Thanks MD, thats pretty much what I'm looking for , I'd rather keep the van running for a/c and power when I need it. right now I have a 2500 watt inverter which does'nt always do the trick. Our second van is a 90 gmc bus w/o a/c. It got a Friedrich cut through this week and the inverter not cutting . My help was happy until the battery died.


----------



## JohnR (Apr 12, 2010)

MDShunk said:


> I have one in my one truck that is Rediline. It's a DC-AC motor/generator. Isn't turned by the engine itself. Super clean sine wave.
> 
> The one's that you connect to the motor also require you to wire in some controls to the engine's computer, where there's a dash-mounted switch that will keep the RPM's steady at a certain RPM. The nicer one's typically aren't belt driven, but scab into the power steering pump and are hydraulically driven. You can pipe the hoses to anywhere on the vehicle and mount the generator there.


How do you get info on the pump to find gph info? or do you install a 2nd pump?


----------



## MDShunk (Jan 7, 2007)

JohnR said:


> How do you get info on the pump to find gph info? or do you install a 2nd pump?


I would imagine that the manufacturer has that info, but I normally see them scabbed into the power steering pump. If the vehicle is medium duty or greater, you might have a PTO on the transmission to install a pump on.


----------



## BlueBox (Jul 12, 2010)

Shockdoc said:


> right now I have a 2500 watt inverter which does'nt always do the trick.


That's a mighty big inverter to be running off a battery alone. Will the inverter power what you want with the vehicle running? If not, would installing a lager 12V alternator do the trick? It seems as if it would be a much cheaper way to go than to install a generator.


----------



## Shockdoc (Mar 4, 2010)

BlueBox said:


> That's a mighty big inverter to be running off a battery alone. Will the inverter power what you want with the vehicle running? If not, would installing a lager 12V alternator do the trick? It seems as if it would be a much cheaper way to go than to install a generator.

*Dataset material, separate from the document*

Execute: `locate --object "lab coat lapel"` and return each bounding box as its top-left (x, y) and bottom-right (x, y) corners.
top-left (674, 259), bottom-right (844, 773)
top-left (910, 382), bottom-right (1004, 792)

The ford has a pretty good charging system and factory air, I use that one for light roughs, droplights , powertools w/ the engine running. The GMC had a weak alternator, we just had it rebuilt to a 105 amp unit, it's only a 8000 btu unit so it should handle for now. I told the driver he should shut the a/c about 10 minutes before shutting the engine just to play it safe. I got a price of $1300 for the generator so if biz keeps up good both trucks will have one by the years end


----------